O recrudescimento da pandemia no Brasil, atingindo patamares inimagináveis de contaminados e mortos, adicionou mais incertezas quanto a uma possível retomada da economia do país. Essa dúvida se reflete no mercado de cambial em que os investidores buscam refúgio para preservação de seu patrimônio por meio da aquisição de dólares, pressionando suas cotações.

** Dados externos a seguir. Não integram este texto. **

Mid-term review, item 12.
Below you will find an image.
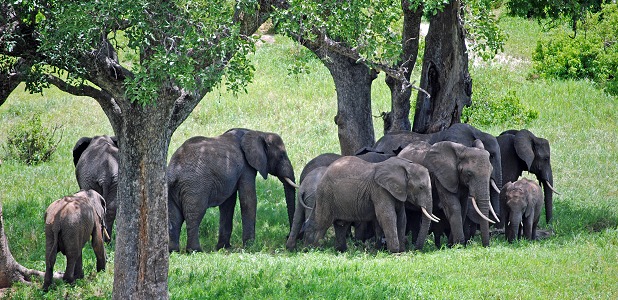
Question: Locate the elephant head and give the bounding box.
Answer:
[429,123,502,221]
[423,141,493,246]
[240,130,298,226]
[500,178,543,242]
[513,129,555,223]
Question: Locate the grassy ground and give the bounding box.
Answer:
[0,18,618,299]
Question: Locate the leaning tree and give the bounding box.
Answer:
[0,0,276,299]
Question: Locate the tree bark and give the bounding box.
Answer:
[113,99,174,299]
[382,0,423,134]
[412,0,472,133]
[303,47,377,155]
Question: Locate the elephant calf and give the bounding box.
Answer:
[43,190,110,291]
[500,178,543,242]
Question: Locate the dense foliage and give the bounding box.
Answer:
[3,114,62,165]
[532,4,618,95]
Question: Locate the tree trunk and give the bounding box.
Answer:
[412,0,472,133]
[382,0,423,134]
[113,99,174,299]
[316,49,377,155]
[0,202,46,289]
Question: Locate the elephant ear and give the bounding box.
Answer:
[240,131,268,179]
[73,137,92,166]
[373,158,408,202]
[423,142,465,193]
[513,129,534,170]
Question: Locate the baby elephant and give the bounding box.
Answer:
[500,178,543,242]
[43,190,110,291]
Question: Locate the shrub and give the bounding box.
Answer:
[532,4,618,95]
[461,92,539,128]
[4,114,62,166]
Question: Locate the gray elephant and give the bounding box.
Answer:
[305,156,436,253]
[496,129,558,223]
[500,178,543,242]
[286,165,328,250]
[287,147,394,245]
[73,135,118,235]
[373,123,502,221]
[43,190,109,291]
[167,129,297,251]
[398,140,495,248]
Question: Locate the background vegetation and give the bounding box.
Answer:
[0,17,618,299]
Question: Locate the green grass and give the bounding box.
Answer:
[0,18,618,299]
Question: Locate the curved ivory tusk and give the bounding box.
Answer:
[421,207,440,223]
[489,179,500,193]
[545,181,562,195]
[489,202,500,222]
[470,197,496,224]
[283,177,298,189]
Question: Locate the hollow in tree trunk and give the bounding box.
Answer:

Ademais, essas mesmas incertezas represam investimentos estrangeiros, diminuindo a oferta de moeda que não foi compensada pela evolução das exportações que exibiram resultado cambial no bimestre abaixo de anos anteriores - apenas US$0,17 bilhão de saldo cambial no primeiro bimestre de 20212 (Figura 1).

 

Embora o primeiro bimestre tenha exibido pífio resultado para a balança comercial brasileira, há estimativas de que, em 2021, poderá ser obtido recorde histórico nessa conta, podendo alcançar US$90 bilhões, capitaneado por um provável excelente desempenho das commodities minerais e agrícolas. Esse desempenho, associado tanto à aceleração das privatizações programadas para o ano como à elevação da taxa SELIC, tem potencial de reverter a tendência de alavancagem do dólar, estabilizando mais suas cotações em médio prazo.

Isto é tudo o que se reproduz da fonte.